The Merseyside derby, then and now

One of Everton’s most prominent supporters, who is in failing health, recounts this story:
The doctor tells him “I have good news and bad news.” The Evertonian says, “tell me the bad news first.” The doctor responds, “your cancer is spreading rapidly.” “So what’s the good news?” the Evertonian asks. “You won’t have to see Everton play at Kirkby.”
This story captures the view of most die-hard Everton fans about the club’s quest to build a new stadium outside of Liverpool. But it turns out that no Evertonian will have to see the Toffees play at Kirkby. The government has rejected the club’s proposal to build there.
This, however, is the only good news from Everton’s season thus far. A third of the way through, we are 14th in the Table, just 4 points above the “drop zone.”
To make matters more interesting, we play Liverpool on Sunday.
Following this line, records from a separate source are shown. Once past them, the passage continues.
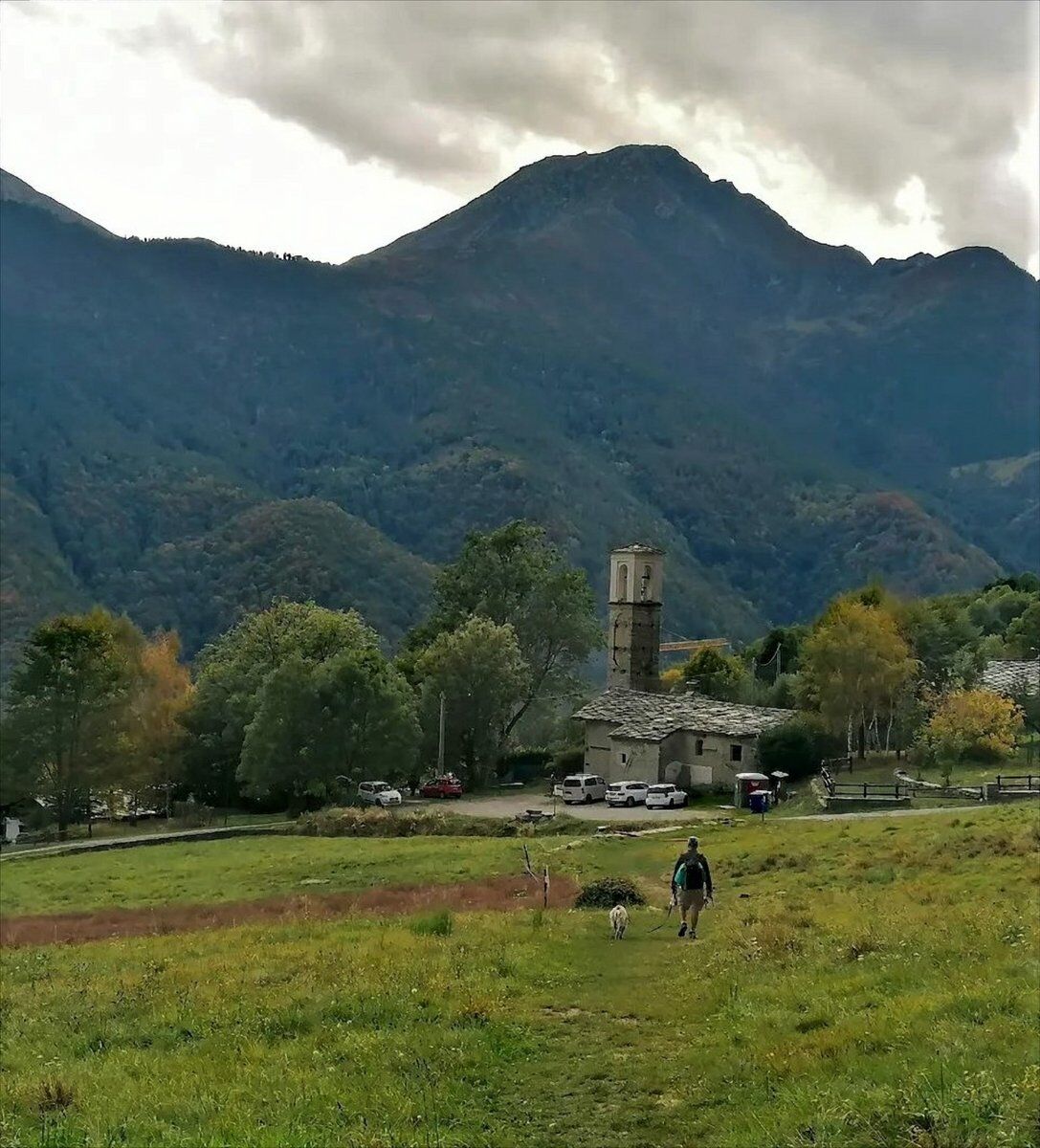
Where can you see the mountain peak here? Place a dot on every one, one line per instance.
(16, 190)
(643, 195)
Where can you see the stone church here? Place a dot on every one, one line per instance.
(633, 732)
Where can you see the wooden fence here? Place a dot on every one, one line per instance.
(1017, 784)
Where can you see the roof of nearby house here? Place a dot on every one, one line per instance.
(653, 717)
(1012, 676)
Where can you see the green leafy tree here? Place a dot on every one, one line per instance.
(320, 726)
(854, 665)
(481, 673)
(233, 672)
(945, 642)
(65, 707)
(796, 749)
(1022, 637)
(714, 674)
(515, 577)
(151, 733)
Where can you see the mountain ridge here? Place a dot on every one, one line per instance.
(622, 370)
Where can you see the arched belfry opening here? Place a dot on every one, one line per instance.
(622, 584)
(633, 637)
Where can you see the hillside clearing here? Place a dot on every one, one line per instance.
(876, 986)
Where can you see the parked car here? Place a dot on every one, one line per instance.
(586, 787)
(378, 793)
(627, 793)
(449, 785)
(666, 797)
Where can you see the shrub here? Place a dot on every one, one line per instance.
(568, 762)
(607, 893)
(524, 764)
(435, 924)
(792, 747)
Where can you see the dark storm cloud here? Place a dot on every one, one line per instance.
(867, 93)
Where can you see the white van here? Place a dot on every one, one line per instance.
(580, 787)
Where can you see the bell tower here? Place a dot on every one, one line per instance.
(633, 638)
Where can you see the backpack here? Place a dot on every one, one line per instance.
(688, 873)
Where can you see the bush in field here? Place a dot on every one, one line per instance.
(607, 893)
(569, 762)
(434, 924)
(351, 822)
(793, 749)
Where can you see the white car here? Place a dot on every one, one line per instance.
(378, 793)
(627, 793)
(584, 787)
(666, 797)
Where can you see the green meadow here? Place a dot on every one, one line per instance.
(859, 984)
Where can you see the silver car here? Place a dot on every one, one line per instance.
(378, 793)
(627, 793)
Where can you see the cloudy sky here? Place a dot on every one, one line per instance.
(329, 127)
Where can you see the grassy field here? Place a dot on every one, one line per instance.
(242, 868)
(859, 985)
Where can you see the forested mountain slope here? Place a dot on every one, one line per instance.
(613, 344)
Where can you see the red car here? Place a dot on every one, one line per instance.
(442, 786)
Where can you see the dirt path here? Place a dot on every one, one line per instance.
(501, 894)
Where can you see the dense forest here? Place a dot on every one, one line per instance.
(612, 344)
(295, 704)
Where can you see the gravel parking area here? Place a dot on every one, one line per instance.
(513, 804)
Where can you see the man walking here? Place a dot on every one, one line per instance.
(691, 885)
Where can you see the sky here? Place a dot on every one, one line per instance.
(328, 127)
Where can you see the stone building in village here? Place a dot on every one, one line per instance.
(635, 732)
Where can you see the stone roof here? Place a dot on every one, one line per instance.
(1012, 676)
(637, 548)
(653, 717)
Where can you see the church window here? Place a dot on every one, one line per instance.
(622, 583)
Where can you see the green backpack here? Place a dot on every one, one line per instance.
(681, 875)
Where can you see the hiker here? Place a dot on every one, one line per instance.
(691, 885)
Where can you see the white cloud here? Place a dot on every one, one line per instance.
(891, 126)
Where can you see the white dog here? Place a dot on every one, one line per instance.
(619, 921)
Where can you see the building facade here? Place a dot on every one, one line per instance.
(633, 632)
(633, 732)
(691, 740)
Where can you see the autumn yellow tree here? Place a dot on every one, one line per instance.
(974, 723)
(854, 665)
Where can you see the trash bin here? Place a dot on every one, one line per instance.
(745, 785)
(759, 802)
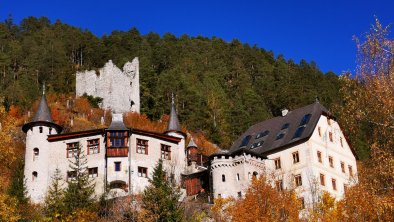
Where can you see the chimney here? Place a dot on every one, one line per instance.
(285, 112)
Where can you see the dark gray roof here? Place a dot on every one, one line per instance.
(43, 113)
(192, 143)
(270, 130)
(173, 123)
(117, 123)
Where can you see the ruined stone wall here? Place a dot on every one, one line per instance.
(119, 89)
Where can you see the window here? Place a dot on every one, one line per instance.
(331, 161)
(343, 167)
(93, 146)
(302, 203)
(143, 172)
(280, 136)
(299, 132)
(118, 138)
(262, 134)
(34, 176)
(72, 149)
(285, 126)
(142, 146)
(305, 119)
(277, 163)
(245, 141)
(322, 180)
(350, 171)
(298, 180)
(334, 184)
(165, 152)
(296, 157)
(279, 185)
(319, 157)
(71, 175)
(36, 153)
(93, 172)
(118, 166)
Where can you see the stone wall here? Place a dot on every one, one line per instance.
(120, 89)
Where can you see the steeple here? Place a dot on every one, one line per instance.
(43, 113)
(191, 143)
(42, 116)
(173, 123)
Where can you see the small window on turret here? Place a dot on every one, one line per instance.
(34, 176)
(36, 152)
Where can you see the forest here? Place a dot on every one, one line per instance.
(221, 89)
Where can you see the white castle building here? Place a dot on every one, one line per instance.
(121, 157)
(303, 149)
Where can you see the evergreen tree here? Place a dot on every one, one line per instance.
(80, 190)
(160, 198)
(54, 205)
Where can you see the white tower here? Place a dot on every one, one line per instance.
(37, 175)
(174, 129)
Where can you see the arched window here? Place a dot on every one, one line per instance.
(36, 153)
(34, 176)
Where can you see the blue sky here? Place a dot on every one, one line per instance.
(311, 30)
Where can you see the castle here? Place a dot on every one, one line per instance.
(303, 149)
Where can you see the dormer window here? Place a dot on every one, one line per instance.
(117, 138)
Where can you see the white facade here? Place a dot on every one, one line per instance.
(53, 154)
(327, 139)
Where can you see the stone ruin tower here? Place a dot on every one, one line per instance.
(120, 89)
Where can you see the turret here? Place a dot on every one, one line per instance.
(37, 151)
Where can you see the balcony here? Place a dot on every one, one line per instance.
(117, 151)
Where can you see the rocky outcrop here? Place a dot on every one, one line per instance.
(119, 89)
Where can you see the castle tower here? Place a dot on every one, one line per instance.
(36, 171)
(174, 129)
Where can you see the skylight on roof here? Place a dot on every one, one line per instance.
(262, 134)
(245, 141)
(299, 132)
(280, 136)
(305, 119)
(285, 126)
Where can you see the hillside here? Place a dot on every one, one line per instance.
(221, 87)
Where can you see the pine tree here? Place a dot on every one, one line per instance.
(54, 205)
(79, 193)
(160, 198)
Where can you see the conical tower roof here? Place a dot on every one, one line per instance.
(173, 123)
(43, 113)
(42, 117)
(191, 143)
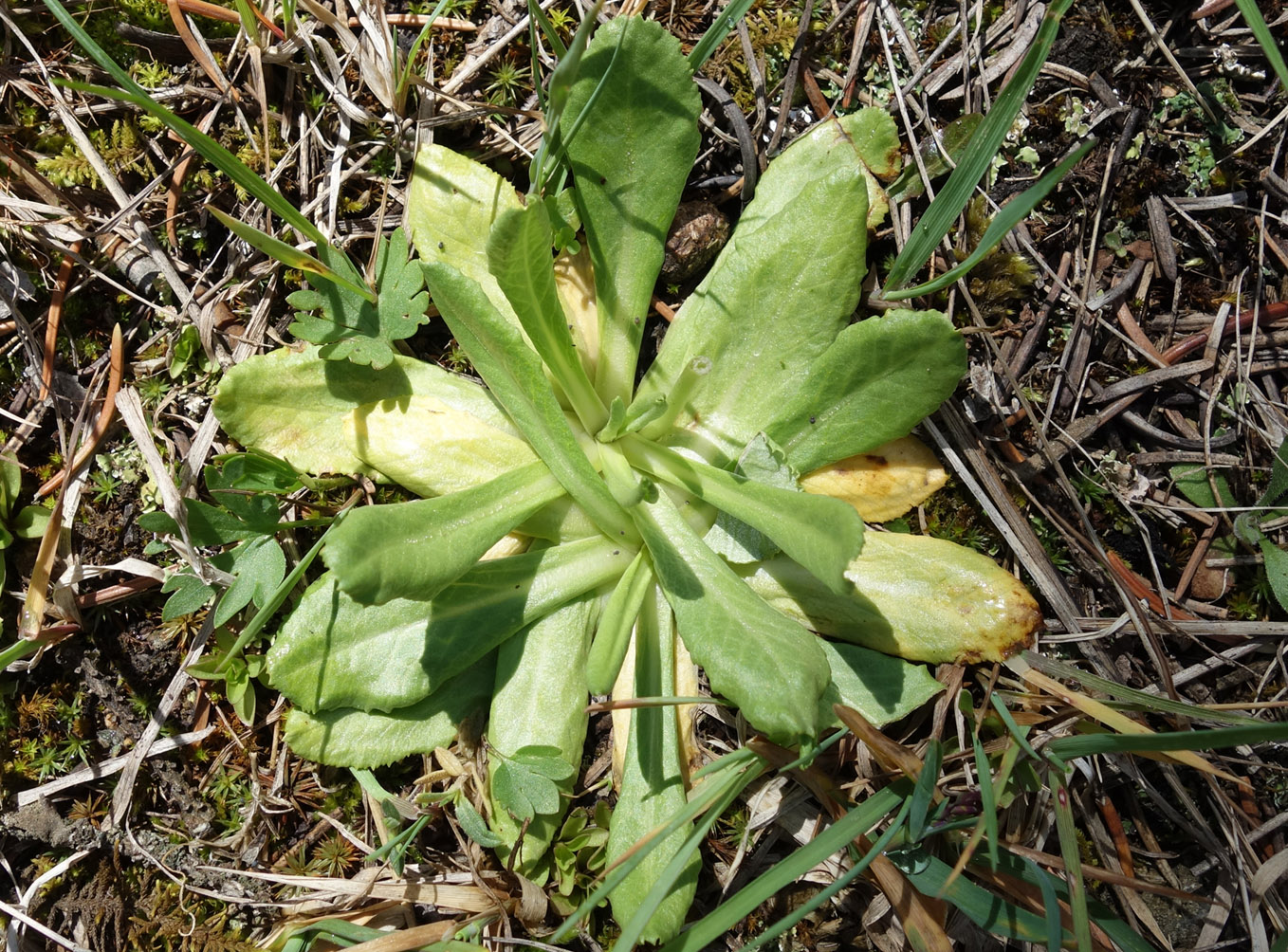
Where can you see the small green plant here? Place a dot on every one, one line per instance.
(670, 513)
(1212, 489)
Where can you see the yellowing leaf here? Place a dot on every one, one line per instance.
(431, 448)
(882, 484)
(575, 280)
(943, 602)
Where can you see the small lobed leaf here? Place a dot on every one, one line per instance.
(292, 403)
(539, 719)
(359, 330)
(259, 566)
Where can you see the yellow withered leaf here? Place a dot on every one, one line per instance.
(431, 448)
(575, 281)
(882, 484)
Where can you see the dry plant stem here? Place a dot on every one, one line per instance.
(222, 13)
(32, 613)
(1081, 430)
(419, 20)
(104, 416)
(197, 50)
(53, 319)
(104, 174)
(124, 791)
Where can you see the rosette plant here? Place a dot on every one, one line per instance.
(585, 528)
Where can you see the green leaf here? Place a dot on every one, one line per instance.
(191, 594)
(359, 326)
(288, 255)
(1277, 570)
(956, 136)
(348, 737)
(416, 549)
(524, 790)
(629, 160)
(978, 156)
(519, 258)
(880, 687)
(539, 721)
(10, 485)
(432, 449)
(792, 255)
(241, 693)
(1008, 215)
(473, 826)
(451, 205)
(292, 405)
(1195, 484)
(653, 789)
(254, 470)
(764, 662)
(878, 380)
(616, 622)
(335, 652)
(916, 596)
(819, 532)
(514, 375)
(259, 566)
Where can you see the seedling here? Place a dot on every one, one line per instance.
(672, 507)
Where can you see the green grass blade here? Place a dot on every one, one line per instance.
(986, 799)
(718, 31)
(287, 254)
(405, 79)
(983, 148)
(1139, 700)
(783, 873)
(1123, 936)
(1258, 24)
(222, 158)
(634, 930)
(736, 769)
(831, 889)
(924, 795)
(984, 908)
(98, 54)
(1069, 841)
(1050, 902)
(1007, 216)
(1086, 744)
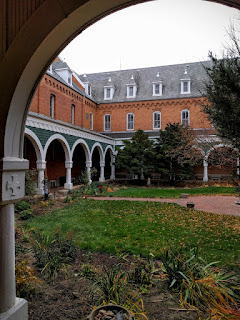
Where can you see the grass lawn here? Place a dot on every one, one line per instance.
(143, 227)
(141, 192)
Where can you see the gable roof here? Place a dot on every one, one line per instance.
(144, 78)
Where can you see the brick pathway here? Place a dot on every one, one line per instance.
(214, 204)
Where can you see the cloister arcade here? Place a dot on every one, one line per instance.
(27, 48)
(63, 165)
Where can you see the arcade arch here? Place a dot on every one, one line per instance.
(35, 48)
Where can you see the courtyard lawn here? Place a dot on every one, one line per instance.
(143, 192)
(143, 227)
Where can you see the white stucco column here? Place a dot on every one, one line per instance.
(89, 166)
(205, 170)
(41, 167)
(102, 166)
(112, 177)
(68, 166)
(12, 175)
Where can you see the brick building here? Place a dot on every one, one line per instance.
(75, 121)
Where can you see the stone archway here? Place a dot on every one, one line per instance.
(27, 47)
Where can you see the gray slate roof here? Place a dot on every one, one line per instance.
(170, 76)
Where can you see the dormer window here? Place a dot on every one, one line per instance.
(131, 91)
(88, 89)
(108, 92)
(185, 86)
(185, 118)
(157, 88)
(50, 68)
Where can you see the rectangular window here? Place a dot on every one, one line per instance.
(130, 121)
(157, 88)
(91, 121)
(157, 120)
(72, 113)
(185, 118)
(108, 93)
(89, 90)
(52, 105)
(185, 86)
(107, 122)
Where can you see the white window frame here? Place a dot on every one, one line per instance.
(128, 122)
(160, 88)
(72, 113)
(134, 87)
(154, 121)
(188, 86)
(52, 105)
(106, 122)
(111, 91)
(185, 122)
(91, 121)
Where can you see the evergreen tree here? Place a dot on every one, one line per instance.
(175, 152)
(137, 157)
(223, 94)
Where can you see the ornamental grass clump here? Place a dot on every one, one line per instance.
(54, 256)
(201, 285)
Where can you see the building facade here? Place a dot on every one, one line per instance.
(76, 121)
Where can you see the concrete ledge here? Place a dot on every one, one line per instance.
(18, 312)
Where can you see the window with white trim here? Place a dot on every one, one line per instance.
(185, 118)
(108, 93)
(72, 113)
(130, 121)
(107, 122)
(157, 89)
(91, 121)
(131, 91)
(157, 120)
(185, 86)
(52, 105)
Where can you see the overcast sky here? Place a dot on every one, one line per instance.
(156, 33)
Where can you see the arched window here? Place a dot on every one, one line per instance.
(91, 121)
(185, 118)
(130, 121)
(157, 120)
(72, 113)
(52, 105)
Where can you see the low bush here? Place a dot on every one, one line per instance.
(54, 256)
(21, 206)
(26, 214)
(26, 281)
(200, 284)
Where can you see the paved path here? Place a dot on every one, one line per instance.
(214, 204)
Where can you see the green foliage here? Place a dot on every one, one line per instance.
(21, 206)
(223, 94)
(137, 155)
(199, 284)
(26, 214)
(30, 182)
(25, 280)
(143, 227)
(53, 256)
(175, 154)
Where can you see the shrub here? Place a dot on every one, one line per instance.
(21, 206)
(199, 284)
(26, 214)
(25, 280)
(54, 256)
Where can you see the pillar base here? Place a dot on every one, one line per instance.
(68, 186)
(18, 312)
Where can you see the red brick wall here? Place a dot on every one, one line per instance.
(143, 113)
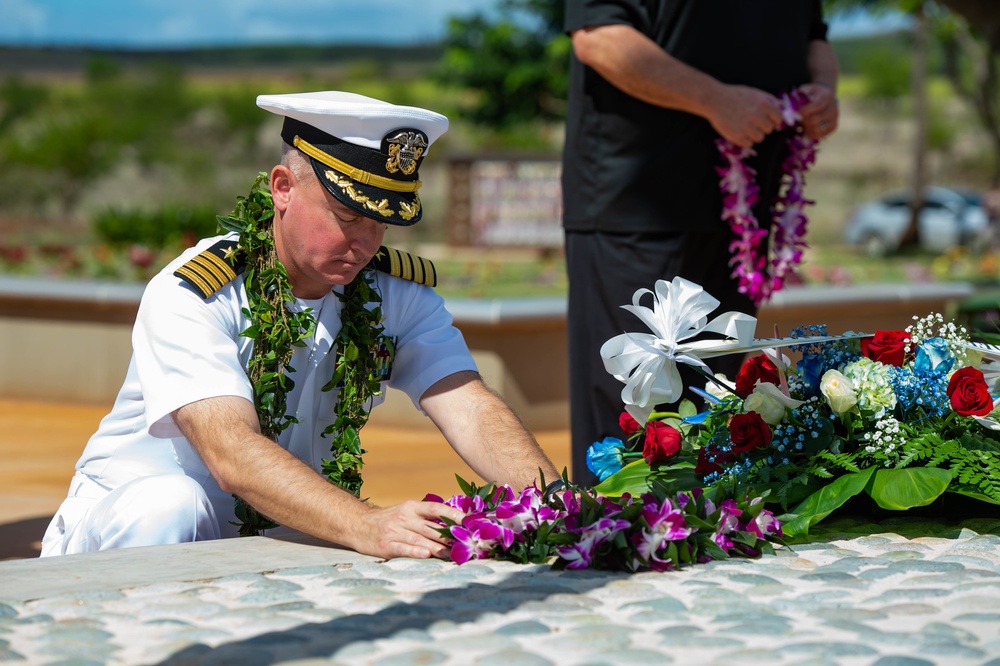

The Shite isn’t particularly enjoying life either, sitting in the unaccustomed position of 7th place and having already been eliminated from Europe’s Champions League.
The cliche is that you can throw all of this out where the Merseyside Derby is concerned. I’m not 100 percent sold on this bit of wisdom but it was certainly true 14 years ago this month. Then, an Everton side that had won only once in 14 matches (as opposed to once in 7, which is the current situation), defeated Liverpool 2-0. Duncan Ferguson scored the first goal — and his first in an Everton shirt — after having been “breathalyzed” by the police the night before.
This was the team’s first match under Joe Royle, a former star player for Everton. Joe recalls the great victory here. Scroll down towards the bottom if you want to hear Joe tell the story in his own lilting scouser tones.
UPDATE: With Everton unable to move to Kirkby, there is now talk about buliding and sharing a stadium with Liverpool, who has a permit to construct one near the current site of both Anfield and Goodison Park. Sharing a park with the Shite is perhaps an even less appealing prospect to the Everton faithful than moving outside of the city. However, the aforementioned Joe Royle favors the idea.

Anfield and Goodison both hold special memories but both clubs, to have a chance of challenging Chelsea, Arsenal and Manchester United, would need greater income. Certainly Everton would gain as it halves the costs and it could make a fantastic stadium for both sets of fans.
It’s tried and tested in Milan [where Inter and AC Milan share the San Siro] and a number of other big cities and it works.

Legendary Everton player and manager Howard Kendall opposes a “groundshare,” as he opposed moving to Kirkby, but admits it may be the only solution for both clubs.